360 Degrees of Happiness – Alokozai
Happiness. Say it with me; you know the word too well. Happiness — the word plastered and embossed on book spines in every Barnes and Nobles across this great, soul-starved country. There’s even an app for it.
Happiness — what we think we feel when we’re noshing on pizza, cuddling chubby puppies or bronzing under California sunshine.
I’ve read the books, eaten the pizza, snuggled pugs and soaked up the sun, but there’s still something wrong. And I fear there aren’t enough Friday nights and Netflix binge-sessions to fix me and fill this vacuous hole.
Happiness is the most valuable stock on the ethereal Dow-Jones.

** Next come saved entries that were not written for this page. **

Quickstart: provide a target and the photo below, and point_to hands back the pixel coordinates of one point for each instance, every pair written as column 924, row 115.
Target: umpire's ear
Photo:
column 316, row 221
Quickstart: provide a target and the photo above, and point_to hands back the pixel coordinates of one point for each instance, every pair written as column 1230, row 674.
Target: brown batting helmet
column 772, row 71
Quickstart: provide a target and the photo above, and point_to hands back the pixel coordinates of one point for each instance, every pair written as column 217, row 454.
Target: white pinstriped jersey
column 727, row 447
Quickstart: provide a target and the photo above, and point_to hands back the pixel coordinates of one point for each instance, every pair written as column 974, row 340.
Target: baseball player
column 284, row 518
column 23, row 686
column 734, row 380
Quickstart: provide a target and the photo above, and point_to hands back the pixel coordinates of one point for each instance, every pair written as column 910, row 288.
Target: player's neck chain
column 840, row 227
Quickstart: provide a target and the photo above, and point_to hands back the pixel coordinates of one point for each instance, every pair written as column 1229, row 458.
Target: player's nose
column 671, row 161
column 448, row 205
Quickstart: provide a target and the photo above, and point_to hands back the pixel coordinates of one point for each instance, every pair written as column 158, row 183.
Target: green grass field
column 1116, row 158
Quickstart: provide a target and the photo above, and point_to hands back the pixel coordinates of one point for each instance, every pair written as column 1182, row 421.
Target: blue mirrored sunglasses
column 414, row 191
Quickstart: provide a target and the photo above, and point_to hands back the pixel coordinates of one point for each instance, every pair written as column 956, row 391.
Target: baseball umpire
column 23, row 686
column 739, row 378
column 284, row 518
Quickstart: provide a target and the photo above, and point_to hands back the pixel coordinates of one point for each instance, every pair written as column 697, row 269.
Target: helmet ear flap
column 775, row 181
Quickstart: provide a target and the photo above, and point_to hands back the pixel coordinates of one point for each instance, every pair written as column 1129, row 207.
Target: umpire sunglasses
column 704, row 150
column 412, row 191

It’s a national commodity; something scientists claim they can enumerate, replicate and commodify: “Positivity, engagement, relationships, achievement and meaning,” Dr. Martin Seligman, an esteemed positive psychologist, said.
Happiness is a cultural commodity as well; the “American dream,” the itch to be “the next big thing,” and of course “the pursuit of happiness” preoccupy all Americans.
It’s ingrained in our collective psyche as the ultimate goal for Americans to strive toward.
We are a society that builds itself around pleasure and desire it instantly. We are microwave dinner hedonists, wrapped up in nuke-safe cost-benefit analysis.
I can’t fault Dr. Seligman (nor do I want to) — his express version of happiness makes sense.
If we focus on the good stuff, we feel the good stuff; if we make use of our strengths and talents, we feel enriched by the outcomes; if our relationships are satisfying, we are satisfied. When everything has meaning — whether you act for the greater good or the immediate — life is fuller, richer and worthier. Or theoretically it ought to be.
I can’t help but feel that there has to be more to it than that. The way I see it, Dr. Seligman, researchers on the whole, and the pervading culture, all root happiness in transience.
That is to say, that they define it and materialize it in the context of ultimately cursory backdrops: friends come and go, societies crumble to revolutions, talents wither, and goodness is subjective. Where are we then, if and when our happiness is uprooted by the transience of our lives?
Happiness is a state of being. I’m not trying to reinvent the wheel here. But happiness is not “the” state of being.
The very notion of capturing happiness, or honing it, is a testament to the human condition — we’re all selfish, ego-driven flesh sacks.
I promise I’m not a misanthrope!
I look to Teresa of Calcutta, Benjamin Franklin, the Dalai Lama and even the Big J. C. himself for inspiration.
What unites these figures is their transcendence from human desire. They never treated happiness as a notch to put in their figurative belts.
Happiness could not be parsed into five slices of happy-cake. Their actions are instead rooted in the intrinsic, self-actualized concept of happiness. They had a sense of permanence, and lived their lives in solidarity to their values.
It seems that they all saw clearly who they were and thus, what they were capable of doing. And devoted their lives to realizing their capabilities.
They are a proof that deep-down, happiness is a by-product, something you stumble upon amidst the lashings and blessings of life. Obviously, Ben Franklin and company are held to such high esteem because they are exemplars, outliers and innovators.
I know I don’t want to party with lepers. But the lesson we, the ultra-modern, everyday Joe or Jane, can distill from their lives is the value of, if you excuse the slang, “doing you” or “being you.”
The ideal companion in the journey of life is the self, the true self. Live your true self, unabashed, whether you are the messiah, or a reincarnated Bodhisattva or a devoute Mennonite. Be unrelentingly you.
Happiness always finds a way.And when it is unexpected one is all the happier.